Date : 20040810
Dossier : IMM-5963-03
Référence : 2004 CF 1100
Toronto (Ontario), le 10 août 2004
EN PRÉSENCE DE MADAME LA JUGE LAYDEN-STEVENSON
ENTRE :
ALI ABBAS ULUSOY, FATMA ULUSOY, et EGEMEN ULUSOY
demandeurs
et
LE MINISTRE DE LA CITOYENNETÉ ET DE L'IMMIGRATION
défendeur
MOTIFS DE L'ORDONNANCE ET ORDONNANCE
[1] Les demandeurs sont des Turcs alevis qui ont cherché à obtenir l'asile au Canada en raison de leur identité alevie, des opinions gauchistes des demandeurs adultes, et de leur association imputée avec des organisations gauchistes illégales. La Section de la protection des réfugiés (la SPR) de la Commission de l'immigration et du statut de réfugié a rejeté leurs demandes.
[2] La Commission a accepté l'identité alevie des demandeurs mais a conclu que les alevis, en général, ne font pas l'objet de persécution en Turquie. Elle a établi que la demanderesse (une diplômée universitaire qui travaille comme enseignante) n'avait pas réussi à démontrer un engagement auprès d'organisations gauchistes qui donnerait ouverture à une crainte fondée de persécution de la part de l'État turc. En ce qui concerne le demandeur, (un homme d'affaires), la SPR a conclu que, même s'il est membre de l'EMEP (une aile de gauche staliniste du Parti communiste révolutionnaire de la Turquie), son engagement ne donnerait pas ouverture à une crainte fondée de persécution. La Commission a tiré plusieurs conclusions sur l'invraisemblance et la crédibilité.
[3] Les demandeurs remettent en question plusieurs des conclusions de la Commission. Cependant, le point central de leur argumentation est que la SPR a tiré une conclusion fondamentalement erronée lorsqu'elle a décidé que leur profil était tel qu'ils ne feraient pas l'objet d'arrestation ou de détention. Malgré les observations habiles et bien articulées de l'avocat du défendeur, j'accorderai la demande.

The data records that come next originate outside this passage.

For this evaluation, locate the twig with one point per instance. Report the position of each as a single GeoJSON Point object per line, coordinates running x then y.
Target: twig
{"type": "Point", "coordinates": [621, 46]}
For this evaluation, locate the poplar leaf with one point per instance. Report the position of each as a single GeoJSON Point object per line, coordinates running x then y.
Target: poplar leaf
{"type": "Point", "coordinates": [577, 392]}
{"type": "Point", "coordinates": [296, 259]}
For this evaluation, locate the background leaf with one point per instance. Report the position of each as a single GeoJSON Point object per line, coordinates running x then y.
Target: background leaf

[4] On peut dire que certaines des conclusions de la SPR ne sont pas manifestement déraisonnables. Toutefois, plusieurs des conclusions défavorables sur la crédibilité découlent de conclusions sur l'invraisemblance qui ne peuvent être soutenues par la preuve.
[5] La SPR a conclu que des personnes qui se trouvaient dans une situation comme celle des demandeurs ne faisaient pas l'objet d'arrestation ou de détention. Une preuve documentaire considérable a été présentée montrant que, lors de manifestations, il y des arrestations massives et que, une fois arrêtée, les chances qu'une personne soit perçue comme fautrice de troubles ne font qu'augmenter. Les forces de sécurité à prédominance de droite voient les alevis d'un oeil particulièrement suspect en raison de leur parti pris imputé pour la gauche. L'avocat du défendeur a eu le mérite de convenir du fait que les activistes s'exposent à un risque.

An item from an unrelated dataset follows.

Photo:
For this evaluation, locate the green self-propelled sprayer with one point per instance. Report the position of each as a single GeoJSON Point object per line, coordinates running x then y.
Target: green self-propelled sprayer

[6] Le problème est que la SPR paraît avoir complètement ignoré la preuve documentaire susmentionnée. Il est bien établi en droit que plus un document revêt de l'importance, plus une cour sera portée, si ce document est passé sous silence, à conclure au caractère erroné d'une conclusion de fait : Cepeda-Gutierrez c. Canada (Ministre de la Citoyenneté et de
l'Immigration) (1998), 157 F.T.R. 35 (1re inst.). Selon la SPR, les événements décrits dans la preuve documentaire ignorée n'ont pas eu lieu. Ensuite, en se fondant sur cette conclusion, la SPR a établi que les expériences que les demandeurs prétendent avoir vécues n'étaient pas crédibles. En bref, la Commission a conclu à tort que les activistes ne couraient pas de risque. Les demandeurs, qui prétendaient s'exposer à un risque, n'étaient donc pas crédibles aux yeux de la Commission. Le résultat inévitable est que toutes les conclusions sur la crédibilité qui découlent de la décision erronée initiale sont remises en question.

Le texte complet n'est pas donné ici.